After seemingly wandering in the wilderness for eight years following the release of their debut album The Apotheosis of Death, the New Zealand band Exordium Mors have returned at last with a new full-length named As Legends Fade and Gods Die, which is now set for release on October 31st by Praetorian Sword Records.

They did break the silence with an electrifying 2019 single called “Surrounded by Serpents“, which is included on the new album, but it’s the combined impact of all seven songs that’s the most powerful reminder of the band’s dazzling (and violent) talents, and proof that they’ve scaled even greater heights on the new record. As the advance press for the album accurately portrays, “Exordium Mors’ sound is akin to a glorious sun burning everything in its sight”.

In the run-up to the album’s release the band led with “A Pyrrhic Sacrament“. That song has a savagely momentous opening and then begins to race on blistering hooves. The snare pops the neck and spits bullets while the riffing convulses and brays, and barbarous vocals shriek and bellow.

Everything moves at a dizzying, high-octane pace, everything calculated to keep your pulse rate up in the red zone, and the riffing brings thrashy chords into play along with plentiful flurries of insectile finger-work.

As if the song couldn’t be more electrifying or dervish-like, the band also throw in a soloing spectacle as a lead-in to one final instrumental storm of vitriol and volatility. And on top of all that, the song’s lyrics are ruthless, enraged, and quite fascinating.

Exordium Mors followed that with “Flesh of the Heathen“, which premiered at Decibel, with an intro by Chris Dick that lauded the album as a further step forward for the band: “Now, bolder, angrier, faster, and considerably more skilled, they’ve found the sweetest of abysses at the nexus of thrash, death, and black metals.
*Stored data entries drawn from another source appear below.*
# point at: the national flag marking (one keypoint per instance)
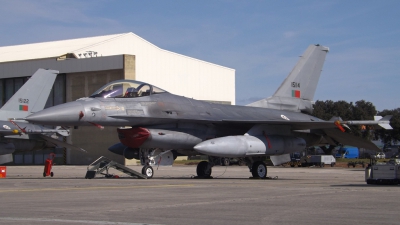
(296, 93)
(23, 108)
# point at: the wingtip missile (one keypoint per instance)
(378, 122)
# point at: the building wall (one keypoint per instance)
(176, 73)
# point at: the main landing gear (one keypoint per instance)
(257, 167)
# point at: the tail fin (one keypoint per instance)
(33, 95)
(297, 91)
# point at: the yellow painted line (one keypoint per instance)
(94, 188)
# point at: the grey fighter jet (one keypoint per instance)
(17, 135)
(155, 123)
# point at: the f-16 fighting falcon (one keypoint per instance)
(157, 125)
(19, 136)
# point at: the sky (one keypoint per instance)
(261, 40)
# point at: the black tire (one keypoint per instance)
(148, 171)
(259, 170)
(225, 161)
(202, 169)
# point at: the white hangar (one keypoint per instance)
(86, 64)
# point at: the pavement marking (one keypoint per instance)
(71, 221)
(95, 188)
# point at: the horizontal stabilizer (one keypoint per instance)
(61, 143)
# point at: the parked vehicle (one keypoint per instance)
(380, 155)
(348, 153)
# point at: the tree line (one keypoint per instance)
(360, 110)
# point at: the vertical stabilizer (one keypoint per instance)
(32, 96)
(297, 91)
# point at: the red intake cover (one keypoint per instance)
(133, 137)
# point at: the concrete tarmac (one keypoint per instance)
(298, 196)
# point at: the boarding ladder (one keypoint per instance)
(104, 164)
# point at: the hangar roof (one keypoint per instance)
(57, 48)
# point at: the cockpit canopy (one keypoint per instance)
(126, 89)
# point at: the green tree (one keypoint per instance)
(390, 136)
(361, 110)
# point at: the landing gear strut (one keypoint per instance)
(259, 170)
(148, 171)
(204, 168)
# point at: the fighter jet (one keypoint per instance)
(157, 125)
(17, 135)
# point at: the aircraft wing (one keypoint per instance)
(60, 143)
(296, 125)
(350, 139)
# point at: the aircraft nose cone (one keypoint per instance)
(68, 114)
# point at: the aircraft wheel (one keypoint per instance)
(259, 170)
(225, 161)
(148, 171)
(202, 169)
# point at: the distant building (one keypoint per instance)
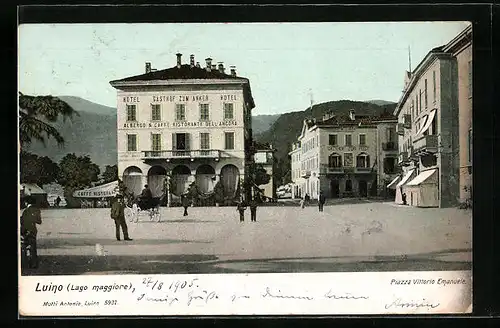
(264, 155)
(341, 156)
(187, 122)
(435, 130)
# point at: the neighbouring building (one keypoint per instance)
(264, 155)
(461, 48)
(344, 156)
(186, 123)
(435, 127)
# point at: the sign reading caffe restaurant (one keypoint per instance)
(179, 124)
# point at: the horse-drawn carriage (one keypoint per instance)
(137, 206)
Indeed, fans of Melechesh, Impiety, Desaster, and Zemial will certainly discover kinship in the razor-sharp, fast-as-fuck Exordium Mors“.
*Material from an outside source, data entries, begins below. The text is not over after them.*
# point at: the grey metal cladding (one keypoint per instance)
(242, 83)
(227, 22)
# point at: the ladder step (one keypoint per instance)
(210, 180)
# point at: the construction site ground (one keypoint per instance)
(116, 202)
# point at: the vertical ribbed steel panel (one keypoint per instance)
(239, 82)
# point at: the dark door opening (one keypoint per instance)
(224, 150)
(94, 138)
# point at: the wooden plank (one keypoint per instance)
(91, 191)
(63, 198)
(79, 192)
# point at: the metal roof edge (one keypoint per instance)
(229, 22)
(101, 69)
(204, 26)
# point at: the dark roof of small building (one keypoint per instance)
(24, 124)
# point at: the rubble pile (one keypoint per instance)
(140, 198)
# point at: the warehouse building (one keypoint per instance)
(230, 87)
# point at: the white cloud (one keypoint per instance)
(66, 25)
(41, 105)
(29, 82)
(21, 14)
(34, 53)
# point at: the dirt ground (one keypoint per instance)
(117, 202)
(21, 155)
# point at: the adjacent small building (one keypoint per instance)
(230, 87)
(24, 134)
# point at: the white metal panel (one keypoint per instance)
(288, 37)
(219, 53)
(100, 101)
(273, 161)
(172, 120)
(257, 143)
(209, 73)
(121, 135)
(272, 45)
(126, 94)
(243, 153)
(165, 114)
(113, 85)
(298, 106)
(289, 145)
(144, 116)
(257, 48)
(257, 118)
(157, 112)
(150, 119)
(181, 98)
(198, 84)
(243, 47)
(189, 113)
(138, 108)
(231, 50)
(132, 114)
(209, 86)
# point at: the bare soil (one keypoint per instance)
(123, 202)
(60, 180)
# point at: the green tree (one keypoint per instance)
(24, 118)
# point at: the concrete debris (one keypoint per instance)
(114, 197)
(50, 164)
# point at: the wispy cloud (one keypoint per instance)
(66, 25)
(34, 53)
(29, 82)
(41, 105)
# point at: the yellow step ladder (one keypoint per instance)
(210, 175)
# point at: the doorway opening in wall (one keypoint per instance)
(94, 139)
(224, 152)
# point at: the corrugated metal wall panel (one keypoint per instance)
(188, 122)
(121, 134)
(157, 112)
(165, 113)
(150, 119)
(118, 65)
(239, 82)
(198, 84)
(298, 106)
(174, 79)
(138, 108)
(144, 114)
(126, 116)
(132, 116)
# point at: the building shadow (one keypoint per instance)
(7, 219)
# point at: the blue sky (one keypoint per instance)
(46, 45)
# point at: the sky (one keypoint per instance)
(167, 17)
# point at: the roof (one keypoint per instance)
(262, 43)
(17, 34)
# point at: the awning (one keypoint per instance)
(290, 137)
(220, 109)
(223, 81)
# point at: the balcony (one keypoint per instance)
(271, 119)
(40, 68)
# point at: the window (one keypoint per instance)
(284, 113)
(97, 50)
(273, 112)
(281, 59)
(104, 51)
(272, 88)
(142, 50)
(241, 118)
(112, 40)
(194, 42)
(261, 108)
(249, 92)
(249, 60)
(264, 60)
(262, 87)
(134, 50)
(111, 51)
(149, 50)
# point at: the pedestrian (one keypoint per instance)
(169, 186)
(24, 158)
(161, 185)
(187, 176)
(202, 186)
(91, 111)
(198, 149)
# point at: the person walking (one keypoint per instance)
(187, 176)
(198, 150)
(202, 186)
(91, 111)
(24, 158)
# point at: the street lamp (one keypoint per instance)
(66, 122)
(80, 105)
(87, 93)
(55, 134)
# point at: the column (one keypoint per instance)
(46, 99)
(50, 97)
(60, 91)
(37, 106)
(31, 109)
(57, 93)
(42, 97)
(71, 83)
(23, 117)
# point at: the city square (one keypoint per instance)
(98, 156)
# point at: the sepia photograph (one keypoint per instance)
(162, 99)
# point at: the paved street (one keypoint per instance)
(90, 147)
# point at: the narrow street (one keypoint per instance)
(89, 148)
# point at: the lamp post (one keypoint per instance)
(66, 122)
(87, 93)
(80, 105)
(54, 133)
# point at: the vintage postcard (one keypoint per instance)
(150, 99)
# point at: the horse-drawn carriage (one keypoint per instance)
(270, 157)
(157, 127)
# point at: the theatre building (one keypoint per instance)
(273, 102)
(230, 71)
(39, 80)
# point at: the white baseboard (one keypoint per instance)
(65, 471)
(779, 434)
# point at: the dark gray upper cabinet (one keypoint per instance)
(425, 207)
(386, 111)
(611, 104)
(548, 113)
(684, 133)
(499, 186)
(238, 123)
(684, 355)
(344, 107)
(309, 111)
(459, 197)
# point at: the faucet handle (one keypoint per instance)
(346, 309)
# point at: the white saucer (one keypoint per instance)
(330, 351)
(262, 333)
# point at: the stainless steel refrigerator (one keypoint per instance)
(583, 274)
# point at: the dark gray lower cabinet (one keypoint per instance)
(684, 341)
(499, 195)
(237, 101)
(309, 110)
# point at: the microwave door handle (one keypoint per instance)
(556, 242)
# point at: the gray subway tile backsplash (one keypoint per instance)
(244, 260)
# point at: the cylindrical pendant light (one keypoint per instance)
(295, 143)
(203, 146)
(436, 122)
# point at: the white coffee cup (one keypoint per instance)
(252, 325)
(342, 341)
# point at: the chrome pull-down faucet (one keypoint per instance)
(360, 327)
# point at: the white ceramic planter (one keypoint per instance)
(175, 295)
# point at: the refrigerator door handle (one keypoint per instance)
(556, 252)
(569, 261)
That song is a delirious riot of maniacal drumming, fast-changing fretwork, and berserk vocals, and further proof of the band’s impressive technical skills, surgically precise execution, and intricate song-craft, but the song also interweaves mood-changing melodies that are sinister and gloomy but also exotic and brazenly imperious, as well as wild soloing that reaches epic heights and clean vocals that have a solemn and sorcerous air.
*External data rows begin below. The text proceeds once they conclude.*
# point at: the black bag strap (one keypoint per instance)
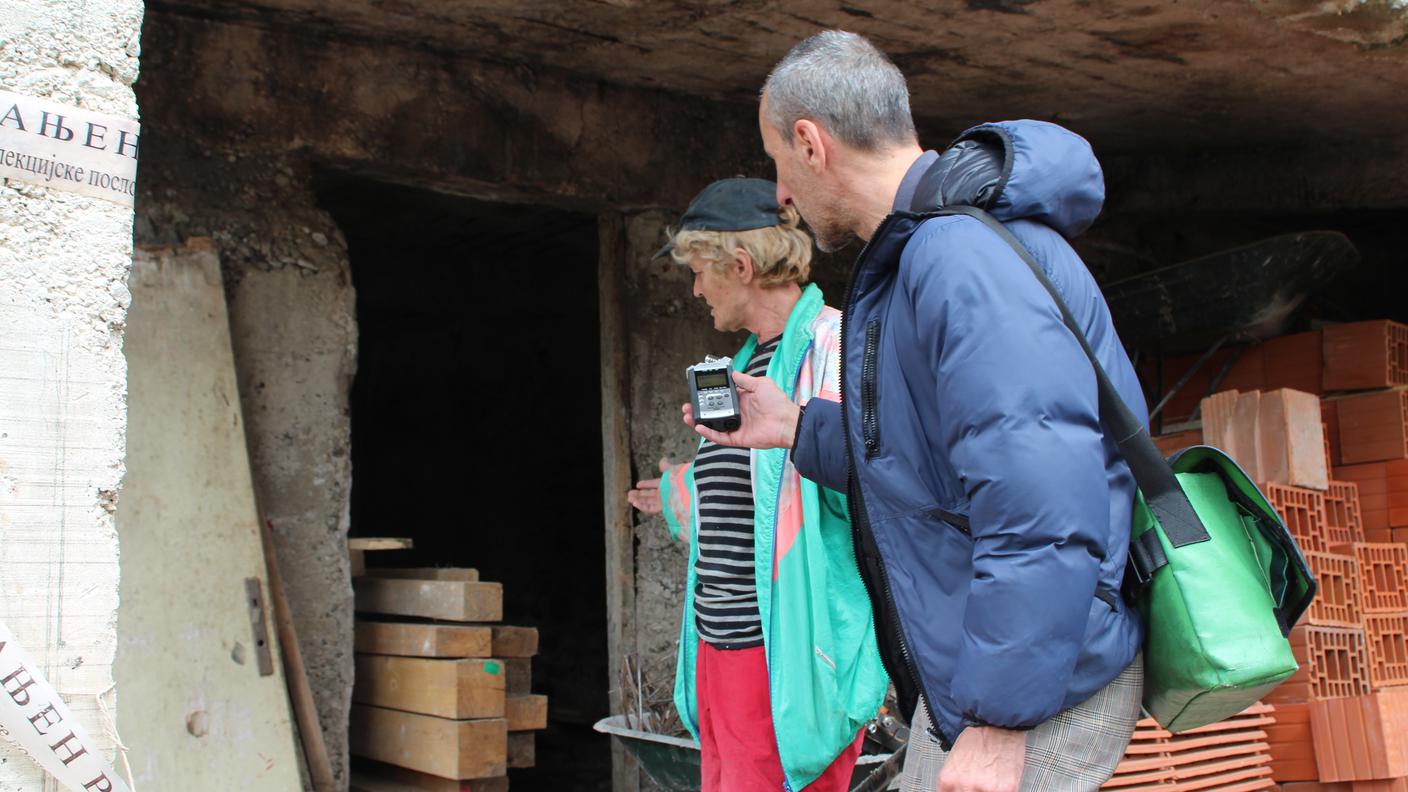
(1152, 472)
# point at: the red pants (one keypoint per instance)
(739, 751)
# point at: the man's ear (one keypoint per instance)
(813, 144)
(744, 267)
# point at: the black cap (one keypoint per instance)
(730, 205)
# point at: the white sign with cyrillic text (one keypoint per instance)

Perhaps even more so than the first single, “Flesh of the Heathen” also demonstrates just how multi-faceted the new album’s music is. You can indeed hear elements of black, thrash, and death metal, as well as arena-ready classic heavy metal, coupled with the kind of fast stick-shifting that would impress Formula One racers and a nimbleness of execution that’s eye-popping. The clarity of the production makes all that obvious, but the sharpness of the sound doesn’t detract from its take-no-prisoners savagery.

While those two songs were obvious choices for lead-off singles, it’s not as if the other five tracks are also-rans. Far from it. The opener “I Saw Oblivion” is worth hearing just for the alluring bass solo that starts the track — which is the only time you’ll be able to breathe easy during what becomes an exhilarating, head-spinning race. And “Surrounded by Serpents” has lost none of its pulse-pounding, mind-mangling power since its release as a single two years ago.

The overarching impression of the album is that we’ve been spun into an ultra-exuberant madhouse carnival set in an infernal realm, but the band do slow things down in the black-magic opening of “Crown of Dust”, which seems to beckon like wraiths, welcoming us to a wild hunt. There’s also a sense of desperate yearning met by haughty and heartless menace that comes through at times in final track “The Triumphator”.

In truth, it’s a tough album to sum up simply, because every song is a kaleidoscopic adventure, but we return to the feeling that courses through all of them: Yes, the music is sinister, generally unhinged, and frequently violent, but there’s a sense of unchained revelry — joy in execution, joy in expression, joy in the defiance of an outsider — that stands gloriously out front of all else.



We’ll also share these words from the press materials concerning the album’s lyrical themes:

The rabid words spat forth to this music rise from Ancient Roman and Hellenic wisdom forged with Satanism and Nietzschean thought: a parable of disdain against the modern world, against the 21st century morality and ultimately against death itself. Exordium Morsare comprised of men who draw from years of experience in metal, both in New Zealand and in Southeast Asia – life experience that knows that the human condition is the same everywhere and that humanity overall deserves contempt.

“The reckoning of my soul hath liberated me from their path. No man is born equal. No man is born free.”

As Legends Fade and Gods Die was recorded and mixed by Raj Singarajah and Cam Sinclair at Dynamic Rage Studios, New Zealand, and it was mastered by Luke Finlay of Primal Mastering. The fantastic cover art was created by Khaos Diktator Design, and Ross McGuire Design was responsible for the album layout.

Praetorian Sword will release the album on vinyl LP and digital formats.